Brookline testing sites provide useful data for preventing COVID-19



The Brookline Health Department at 11 Pierce St. houses the town sponsored testing site. Their testing program gives further insight to the town on the spread of COVID-19

Long q-tips and medical professionals in face shields and masks. People patiently waiting for a turn to be tested, then spending the next day awaiting results isolated at home.

Brookline’s new testing sites and programs are part of the continued effort to fight COVID-19. The town has sponsored a site through the town health department since the fall and the school system has created a program to test staff, which has performed roughly 1,600 tests. The school system will also be participating in a new pooled testing program.

According to Dr. Richard Serrao, an infectious disease doctor and academic faculty member at Boston University, 40 to 60 percent of COVID-19 transmissions occur from people who are unaware that they are infected and thereby pose a risk of transmitting the disease.

“With SARS COV 2, testing is important because of the way it is being transmitted. So I could have it now, have no symptoms and in the absence of me knowing that, I am transmitting,” Serrao said.

The school system is running a six-week testing program which is sponsored by the Department of Elementary and Secondary Education, according to the Coordinator of School Health Services, Patricia Laham. Brookline will be able to take advantage of five weeks after finalizing details. It will use pooled testing, which is a process where individual samples are combined with a number of other tests for a collective result, which shows if any of the many people tested together are COVID-19 positive.

According to Laham, at the high school, testing prevents further spread by giving health officials important information, in addition to social distancing and wearing a mask.

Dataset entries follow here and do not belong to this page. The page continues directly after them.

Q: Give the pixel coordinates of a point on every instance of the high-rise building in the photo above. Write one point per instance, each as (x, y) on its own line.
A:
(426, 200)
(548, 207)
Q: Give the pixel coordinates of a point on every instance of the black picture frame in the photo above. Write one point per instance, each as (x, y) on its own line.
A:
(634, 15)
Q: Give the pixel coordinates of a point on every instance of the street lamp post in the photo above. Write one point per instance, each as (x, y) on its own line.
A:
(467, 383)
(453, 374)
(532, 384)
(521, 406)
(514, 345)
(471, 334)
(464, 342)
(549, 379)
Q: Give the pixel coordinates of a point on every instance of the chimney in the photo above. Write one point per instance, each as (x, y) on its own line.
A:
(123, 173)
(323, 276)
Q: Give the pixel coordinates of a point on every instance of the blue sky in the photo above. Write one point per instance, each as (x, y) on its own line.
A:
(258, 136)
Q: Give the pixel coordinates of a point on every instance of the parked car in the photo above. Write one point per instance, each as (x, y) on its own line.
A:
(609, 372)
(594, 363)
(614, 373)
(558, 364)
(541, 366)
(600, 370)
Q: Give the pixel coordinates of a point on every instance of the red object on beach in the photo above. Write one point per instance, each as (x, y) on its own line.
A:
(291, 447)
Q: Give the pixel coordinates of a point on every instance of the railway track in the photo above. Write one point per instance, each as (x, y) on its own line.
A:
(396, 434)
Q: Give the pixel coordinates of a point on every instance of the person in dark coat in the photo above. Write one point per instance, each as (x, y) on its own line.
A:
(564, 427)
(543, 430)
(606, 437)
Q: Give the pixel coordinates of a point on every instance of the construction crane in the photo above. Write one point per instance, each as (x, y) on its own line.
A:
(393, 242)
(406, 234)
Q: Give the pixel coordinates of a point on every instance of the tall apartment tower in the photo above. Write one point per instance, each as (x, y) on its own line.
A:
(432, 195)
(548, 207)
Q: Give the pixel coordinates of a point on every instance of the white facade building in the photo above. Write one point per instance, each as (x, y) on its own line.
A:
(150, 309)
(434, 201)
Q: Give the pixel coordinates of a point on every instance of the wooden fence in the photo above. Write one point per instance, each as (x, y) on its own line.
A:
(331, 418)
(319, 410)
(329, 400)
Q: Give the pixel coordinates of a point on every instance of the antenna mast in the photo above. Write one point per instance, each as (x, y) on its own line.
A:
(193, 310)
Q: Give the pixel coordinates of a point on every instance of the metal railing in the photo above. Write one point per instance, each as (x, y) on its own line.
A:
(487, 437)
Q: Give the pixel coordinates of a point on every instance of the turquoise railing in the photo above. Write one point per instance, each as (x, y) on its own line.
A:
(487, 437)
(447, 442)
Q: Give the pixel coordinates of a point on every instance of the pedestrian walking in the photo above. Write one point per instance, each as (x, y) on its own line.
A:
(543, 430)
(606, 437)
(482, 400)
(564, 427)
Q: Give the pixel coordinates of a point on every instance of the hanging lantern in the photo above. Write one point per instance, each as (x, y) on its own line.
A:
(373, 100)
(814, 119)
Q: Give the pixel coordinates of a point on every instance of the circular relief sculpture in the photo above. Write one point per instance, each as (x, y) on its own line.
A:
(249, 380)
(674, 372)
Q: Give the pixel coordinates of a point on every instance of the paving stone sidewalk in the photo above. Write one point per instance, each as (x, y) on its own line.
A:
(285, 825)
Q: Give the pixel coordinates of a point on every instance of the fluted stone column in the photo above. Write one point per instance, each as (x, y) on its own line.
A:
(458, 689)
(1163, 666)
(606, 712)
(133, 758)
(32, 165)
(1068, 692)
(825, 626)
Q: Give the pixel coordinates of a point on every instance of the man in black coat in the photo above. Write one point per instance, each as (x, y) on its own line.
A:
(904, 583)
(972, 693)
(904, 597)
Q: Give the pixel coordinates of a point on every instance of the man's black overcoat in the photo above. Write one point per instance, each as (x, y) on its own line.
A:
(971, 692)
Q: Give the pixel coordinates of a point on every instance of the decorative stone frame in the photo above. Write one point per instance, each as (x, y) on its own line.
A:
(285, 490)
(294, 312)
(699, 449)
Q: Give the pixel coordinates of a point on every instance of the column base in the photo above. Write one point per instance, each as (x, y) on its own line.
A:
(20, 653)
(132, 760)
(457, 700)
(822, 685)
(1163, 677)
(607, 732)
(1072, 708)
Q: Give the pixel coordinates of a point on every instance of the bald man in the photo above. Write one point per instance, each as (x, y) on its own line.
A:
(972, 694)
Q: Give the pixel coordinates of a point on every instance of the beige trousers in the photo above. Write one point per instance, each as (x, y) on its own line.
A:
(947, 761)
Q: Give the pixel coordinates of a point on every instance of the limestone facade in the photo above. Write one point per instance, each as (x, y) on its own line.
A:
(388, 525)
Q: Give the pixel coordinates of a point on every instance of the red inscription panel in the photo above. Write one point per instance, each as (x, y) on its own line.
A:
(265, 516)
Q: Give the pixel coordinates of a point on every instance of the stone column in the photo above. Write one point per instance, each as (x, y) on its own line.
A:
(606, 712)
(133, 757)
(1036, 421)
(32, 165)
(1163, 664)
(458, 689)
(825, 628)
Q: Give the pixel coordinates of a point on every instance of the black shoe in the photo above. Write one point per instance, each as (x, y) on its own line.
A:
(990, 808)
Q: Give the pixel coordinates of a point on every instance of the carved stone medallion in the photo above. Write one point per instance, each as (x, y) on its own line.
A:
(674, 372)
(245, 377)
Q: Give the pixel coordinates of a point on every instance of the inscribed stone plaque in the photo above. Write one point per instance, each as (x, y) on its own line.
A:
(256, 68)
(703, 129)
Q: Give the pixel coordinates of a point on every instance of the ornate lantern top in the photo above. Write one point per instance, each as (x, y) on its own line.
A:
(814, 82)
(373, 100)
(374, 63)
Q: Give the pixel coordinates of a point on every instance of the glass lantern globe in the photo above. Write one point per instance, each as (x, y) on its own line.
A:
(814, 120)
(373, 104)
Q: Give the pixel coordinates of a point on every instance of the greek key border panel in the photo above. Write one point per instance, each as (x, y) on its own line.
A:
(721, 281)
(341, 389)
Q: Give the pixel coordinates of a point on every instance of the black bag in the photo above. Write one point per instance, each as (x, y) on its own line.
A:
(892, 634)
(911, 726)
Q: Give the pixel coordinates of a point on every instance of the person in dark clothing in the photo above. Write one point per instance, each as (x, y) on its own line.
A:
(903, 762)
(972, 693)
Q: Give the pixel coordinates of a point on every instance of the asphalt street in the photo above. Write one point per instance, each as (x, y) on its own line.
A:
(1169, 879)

“Testing is one more layer of looking at what we are doing and determining if we have any asymptomatic cases. If we can identify those sooner than we might if we weren’t testing, we will know what the numbers look like and we can keep people out of school,” Laham said.

According to Emergency Management Coordinator of Brookline Cheryl Snyder, one of the goals of the town’s testing site, which is located at the Health Department, is to allow people without health insurance to get testing.

“The town wanted to make it easier for people to get testing without having to see their primary care doctors. Particularly, it wanted to be able to provide testing to people in town without healthcare,” Snyder said.

According to Serrao, while testing is an incredibly useful tool for identifying positive individuals, it cannot be held as an alternative to social distancing, mask wearing, and handwashing.

“This pandemic is a ripple phenomenon. Ultimately, it reaches someone who has a weaker immune system and those are the ones that end up in the hospital. It is a social type of illness in which how you behave on an individual level impacts the society at large,” Serrao said.

According to Synder, testing can aid in the effort to stave off interactions with infected individuals, as quarantine and isolation are also essential measures to fight infectious diseases.

“You want to know who is infected as soon as possible, in order to have them isolate and quarantine themselves so they don’t get other people sick. It is especially important in a disease like COVID where many people have it but are unaware because they are asymptomatic,” Snyder said.

Even though preventative measures can be difficult to enforce in a school setting, they are still worth doing, according to Laham.

“Social distancing is key, wearing a mask is key and we know it’s not perfect. We know that kids get closer together and they need reminders. It is imperfect, but the more we do most of those strategies, the better off we will be,” Laham said.

With vaccine rollout underway across the country and in Massachusetts, the end of the pandemic is in sight. However, following public health guidance from officials is still important.

“It is really important that people pay attention to information coming from both the state and the town about COVID, how to stay safe, and when to be tested. I hope that everybody is planning on being vaccinated when it is their turn,” Snyder said.